I was totally on my own, with no experience, and the challenges were enormous. I remember Air India’s freezing warehouse at Kennedy Airport, where, sitting on the floor sorting out a new shipment from Italy, I had to cross out all the labels written in Italian and rewrite them in English. I can see myself crying from the cold and exhaustion, but now, of course, that experience has become a fond memory. So has the way I stored the folded dresses in our dining room and shipped all the orders myself, while also handling the invoices.
My very first print was the chain link print, a black-and-white geometric design made in a button-down shirtdress that I wore sitting on a cube for the first announcement in Women’s Wear Daily in 1970. In 2009, Michelle Obama, as the new First Lady, wore that same print I reissued in a slightly larger scale on a wrap dress for the Obamas’ first official White House Christmas card. What a lovely surprise! Decades after I introduced the chain link print, it was still relevant, making it truly timeless. At the time I designed it, however, timeless had a different meaning. During those same first two years of my new business, I also had two babies. To say I was busy is a huge understatement.
It was really getting to be too much to do by myself. I could not keep running the business out of my apartment, so I took a tiny two-room office on West Fifty-Fifth Street that became a showroom, a warehouse, and an office all in one. Olivier, my best friend from Geneva who was now a photographer, would come in and help with buyers. I tried to convince some large Seventh Avenue houses to distribute the dresses. One after another turned me down. “These boutiquey little dresses could never sell in large enough volume” became the constant refrain. That door remained closed to me, but another far more important door opened when I met Johnny Pomerantz, the sympathetic son of one of those Seventh Avenue businessmen, who told me all I needed was a showroom on Seventh Avenue and a salesman.
I was twenty-five, in business alone in a new country, and totally inexperienced in the ways of the garment trade. “I don’t know any salesmen,” I told Johnny. “Call me in a few days,” he replied. And so Dick Conrad, a thirty-nine-year-old salesman with lots of experience who was searching for a new business to run, came into my life. He took a gamble and agreed to join me if I gave him $300 a week and 25 percent of my company. I could find the weekly amount and 25 percent of nothing is nothing, so we struck a deal.

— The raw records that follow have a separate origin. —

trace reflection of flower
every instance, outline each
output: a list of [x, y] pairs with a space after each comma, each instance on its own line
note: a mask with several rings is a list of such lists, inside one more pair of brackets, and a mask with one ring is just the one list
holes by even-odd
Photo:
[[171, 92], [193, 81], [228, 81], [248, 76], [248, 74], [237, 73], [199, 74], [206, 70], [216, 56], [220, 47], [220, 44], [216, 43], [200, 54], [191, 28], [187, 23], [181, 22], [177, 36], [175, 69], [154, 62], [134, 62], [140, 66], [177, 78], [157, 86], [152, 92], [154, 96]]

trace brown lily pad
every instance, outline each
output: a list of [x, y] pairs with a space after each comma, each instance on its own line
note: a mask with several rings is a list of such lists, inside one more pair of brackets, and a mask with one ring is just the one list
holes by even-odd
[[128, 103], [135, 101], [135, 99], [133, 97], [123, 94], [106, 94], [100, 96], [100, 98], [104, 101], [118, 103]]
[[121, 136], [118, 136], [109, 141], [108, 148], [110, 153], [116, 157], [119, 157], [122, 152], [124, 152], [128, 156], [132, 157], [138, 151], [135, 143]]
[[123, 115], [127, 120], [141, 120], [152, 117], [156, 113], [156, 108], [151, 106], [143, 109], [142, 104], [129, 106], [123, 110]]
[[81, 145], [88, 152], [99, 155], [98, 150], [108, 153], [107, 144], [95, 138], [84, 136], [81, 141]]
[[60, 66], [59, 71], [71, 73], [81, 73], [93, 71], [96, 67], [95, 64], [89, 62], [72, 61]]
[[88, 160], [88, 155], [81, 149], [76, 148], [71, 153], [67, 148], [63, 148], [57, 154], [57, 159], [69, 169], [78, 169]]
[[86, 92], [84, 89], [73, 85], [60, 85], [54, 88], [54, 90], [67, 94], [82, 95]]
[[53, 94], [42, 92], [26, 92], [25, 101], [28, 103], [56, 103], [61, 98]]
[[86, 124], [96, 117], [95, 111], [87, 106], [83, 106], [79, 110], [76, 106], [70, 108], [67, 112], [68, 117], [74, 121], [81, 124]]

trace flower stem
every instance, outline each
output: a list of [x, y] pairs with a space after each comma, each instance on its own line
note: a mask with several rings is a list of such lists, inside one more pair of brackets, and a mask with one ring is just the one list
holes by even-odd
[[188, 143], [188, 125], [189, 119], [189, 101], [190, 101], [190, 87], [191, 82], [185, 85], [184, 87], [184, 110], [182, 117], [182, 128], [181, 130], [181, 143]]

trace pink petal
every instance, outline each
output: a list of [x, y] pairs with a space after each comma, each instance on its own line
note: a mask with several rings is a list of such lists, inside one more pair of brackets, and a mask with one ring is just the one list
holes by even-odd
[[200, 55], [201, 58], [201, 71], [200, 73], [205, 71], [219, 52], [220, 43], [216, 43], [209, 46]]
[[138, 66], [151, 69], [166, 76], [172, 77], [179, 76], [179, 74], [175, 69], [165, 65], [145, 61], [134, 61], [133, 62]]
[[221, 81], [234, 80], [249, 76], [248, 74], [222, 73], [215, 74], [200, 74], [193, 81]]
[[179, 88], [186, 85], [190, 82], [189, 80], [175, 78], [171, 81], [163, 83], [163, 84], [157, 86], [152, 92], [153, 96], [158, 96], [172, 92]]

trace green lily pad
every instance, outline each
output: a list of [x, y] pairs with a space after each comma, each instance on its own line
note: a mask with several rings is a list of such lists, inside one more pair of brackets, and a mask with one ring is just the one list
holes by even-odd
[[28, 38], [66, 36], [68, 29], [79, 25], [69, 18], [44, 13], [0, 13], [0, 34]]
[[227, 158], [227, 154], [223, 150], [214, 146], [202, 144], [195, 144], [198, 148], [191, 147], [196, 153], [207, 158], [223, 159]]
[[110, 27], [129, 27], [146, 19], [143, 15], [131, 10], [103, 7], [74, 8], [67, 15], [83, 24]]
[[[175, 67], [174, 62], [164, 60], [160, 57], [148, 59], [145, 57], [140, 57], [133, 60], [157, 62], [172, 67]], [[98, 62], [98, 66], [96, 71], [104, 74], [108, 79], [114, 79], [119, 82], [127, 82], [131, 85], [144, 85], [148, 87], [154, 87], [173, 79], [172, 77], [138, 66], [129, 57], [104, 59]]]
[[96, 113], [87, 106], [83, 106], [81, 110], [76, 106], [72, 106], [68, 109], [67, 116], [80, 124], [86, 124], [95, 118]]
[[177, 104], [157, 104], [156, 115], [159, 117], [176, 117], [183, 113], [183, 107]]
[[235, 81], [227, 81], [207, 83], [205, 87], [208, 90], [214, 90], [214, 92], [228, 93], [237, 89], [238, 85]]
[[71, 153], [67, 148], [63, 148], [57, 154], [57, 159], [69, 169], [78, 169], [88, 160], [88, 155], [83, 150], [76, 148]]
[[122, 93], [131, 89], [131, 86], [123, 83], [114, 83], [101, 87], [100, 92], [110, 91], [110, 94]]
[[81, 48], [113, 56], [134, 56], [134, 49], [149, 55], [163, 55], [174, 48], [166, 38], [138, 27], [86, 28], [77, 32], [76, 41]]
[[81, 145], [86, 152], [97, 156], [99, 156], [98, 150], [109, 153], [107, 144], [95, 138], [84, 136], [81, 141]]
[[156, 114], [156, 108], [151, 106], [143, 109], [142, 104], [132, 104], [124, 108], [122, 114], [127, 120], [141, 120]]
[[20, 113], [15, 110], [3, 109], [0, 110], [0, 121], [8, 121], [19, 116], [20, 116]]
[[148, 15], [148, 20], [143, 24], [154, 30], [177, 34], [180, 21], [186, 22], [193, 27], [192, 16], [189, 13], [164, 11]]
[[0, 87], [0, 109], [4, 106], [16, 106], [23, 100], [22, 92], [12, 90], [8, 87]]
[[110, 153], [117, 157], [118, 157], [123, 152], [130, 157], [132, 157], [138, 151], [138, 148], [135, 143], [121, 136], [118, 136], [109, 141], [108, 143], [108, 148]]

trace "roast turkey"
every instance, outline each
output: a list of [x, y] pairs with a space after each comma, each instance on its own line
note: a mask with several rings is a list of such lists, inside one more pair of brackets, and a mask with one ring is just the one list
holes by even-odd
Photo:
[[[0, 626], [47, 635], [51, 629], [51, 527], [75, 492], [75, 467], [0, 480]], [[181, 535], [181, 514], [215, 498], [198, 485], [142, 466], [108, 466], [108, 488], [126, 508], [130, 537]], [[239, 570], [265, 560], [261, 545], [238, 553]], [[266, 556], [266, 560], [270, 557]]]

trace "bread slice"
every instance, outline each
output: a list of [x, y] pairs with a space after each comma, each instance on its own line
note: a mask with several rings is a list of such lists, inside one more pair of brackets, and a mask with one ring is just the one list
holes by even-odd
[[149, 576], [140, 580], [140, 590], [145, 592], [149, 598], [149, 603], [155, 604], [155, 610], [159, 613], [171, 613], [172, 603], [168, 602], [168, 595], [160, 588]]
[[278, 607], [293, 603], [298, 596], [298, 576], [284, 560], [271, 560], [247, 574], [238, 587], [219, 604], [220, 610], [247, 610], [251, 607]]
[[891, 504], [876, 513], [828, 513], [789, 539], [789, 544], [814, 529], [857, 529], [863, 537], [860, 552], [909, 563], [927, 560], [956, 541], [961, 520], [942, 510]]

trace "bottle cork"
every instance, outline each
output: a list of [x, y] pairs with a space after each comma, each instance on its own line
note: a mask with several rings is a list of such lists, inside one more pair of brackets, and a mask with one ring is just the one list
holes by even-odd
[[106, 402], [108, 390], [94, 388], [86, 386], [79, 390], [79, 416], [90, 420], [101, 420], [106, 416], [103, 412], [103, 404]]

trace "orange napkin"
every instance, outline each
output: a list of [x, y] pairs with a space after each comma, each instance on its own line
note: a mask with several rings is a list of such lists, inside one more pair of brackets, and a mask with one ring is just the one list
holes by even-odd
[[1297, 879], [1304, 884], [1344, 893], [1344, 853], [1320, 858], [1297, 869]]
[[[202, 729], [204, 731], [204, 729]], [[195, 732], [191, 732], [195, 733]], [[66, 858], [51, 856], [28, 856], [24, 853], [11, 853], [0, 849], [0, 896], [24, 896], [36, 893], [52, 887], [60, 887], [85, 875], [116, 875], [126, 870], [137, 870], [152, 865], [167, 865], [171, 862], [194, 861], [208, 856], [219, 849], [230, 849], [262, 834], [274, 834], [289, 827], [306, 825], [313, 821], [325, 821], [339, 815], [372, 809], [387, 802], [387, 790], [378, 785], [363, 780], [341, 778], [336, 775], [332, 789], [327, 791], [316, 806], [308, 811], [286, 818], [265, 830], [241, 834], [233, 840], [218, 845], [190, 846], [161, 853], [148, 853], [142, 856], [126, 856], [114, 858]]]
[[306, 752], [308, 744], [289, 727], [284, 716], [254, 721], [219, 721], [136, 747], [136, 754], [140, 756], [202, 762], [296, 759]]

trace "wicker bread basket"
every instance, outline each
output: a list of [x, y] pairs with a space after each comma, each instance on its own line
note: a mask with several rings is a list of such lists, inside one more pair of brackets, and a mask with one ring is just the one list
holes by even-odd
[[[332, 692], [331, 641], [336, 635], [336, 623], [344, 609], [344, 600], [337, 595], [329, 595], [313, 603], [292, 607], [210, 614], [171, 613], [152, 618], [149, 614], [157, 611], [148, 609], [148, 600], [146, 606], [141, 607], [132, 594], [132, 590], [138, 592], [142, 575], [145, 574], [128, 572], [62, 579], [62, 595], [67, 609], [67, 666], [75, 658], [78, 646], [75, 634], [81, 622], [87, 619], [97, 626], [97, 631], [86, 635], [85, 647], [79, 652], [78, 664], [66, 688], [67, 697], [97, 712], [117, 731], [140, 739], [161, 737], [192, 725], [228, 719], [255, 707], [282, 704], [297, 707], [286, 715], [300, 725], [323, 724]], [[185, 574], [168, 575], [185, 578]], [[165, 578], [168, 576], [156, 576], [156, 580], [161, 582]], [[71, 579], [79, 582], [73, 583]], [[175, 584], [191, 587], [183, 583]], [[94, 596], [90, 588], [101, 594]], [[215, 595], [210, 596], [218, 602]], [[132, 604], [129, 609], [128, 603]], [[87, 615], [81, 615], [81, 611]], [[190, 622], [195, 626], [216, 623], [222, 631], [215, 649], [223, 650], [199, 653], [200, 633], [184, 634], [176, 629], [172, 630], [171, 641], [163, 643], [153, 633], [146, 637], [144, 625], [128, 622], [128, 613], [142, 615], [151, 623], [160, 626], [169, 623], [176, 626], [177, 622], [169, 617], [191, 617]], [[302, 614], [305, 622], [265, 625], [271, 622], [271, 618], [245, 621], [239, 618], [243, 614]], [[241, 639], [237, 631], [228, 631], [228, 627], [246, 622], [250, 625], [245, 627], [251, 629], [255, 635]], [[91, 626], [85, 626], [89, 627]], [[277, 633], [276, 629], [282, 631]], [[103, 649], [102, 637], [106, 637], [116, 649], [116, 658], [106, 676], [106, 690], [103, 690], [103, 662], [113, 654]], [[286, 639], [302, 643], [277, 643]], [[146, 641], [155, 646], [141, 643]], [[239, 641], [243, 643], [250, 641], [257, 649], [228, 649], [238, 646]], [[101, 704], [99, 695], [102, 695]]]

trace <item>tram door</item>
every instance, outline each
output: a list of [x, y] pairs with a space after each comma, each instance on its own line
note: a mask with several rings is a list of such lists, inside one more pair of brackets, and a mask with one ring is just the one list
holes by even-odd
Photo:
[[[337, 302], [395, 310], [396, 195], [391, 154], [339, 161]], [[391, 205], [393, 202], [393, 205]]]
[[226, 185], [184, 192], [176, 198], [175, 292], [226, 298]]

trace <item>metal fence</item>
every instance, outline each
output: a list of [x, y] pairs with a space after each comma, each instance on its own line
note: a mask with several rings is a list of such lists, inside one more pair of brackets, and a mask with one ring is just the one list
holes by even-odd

I put $750 into our new company, Dick put $250, and I signed a lease for a showroom on Seventh Avenue. We were in business!
I made a few men’s shirts for Dick to wear in Ferretti’s jersey so that he could experience and understand the uniqueness of the fabric. He did. Dick knew all the best buyers in the specialty stores and better department stores across the country and he called them all. They all came into our new showroom at 530 Seventh Avenue and bought. By the end of 1972, our wholesale revenues were $1.2 million.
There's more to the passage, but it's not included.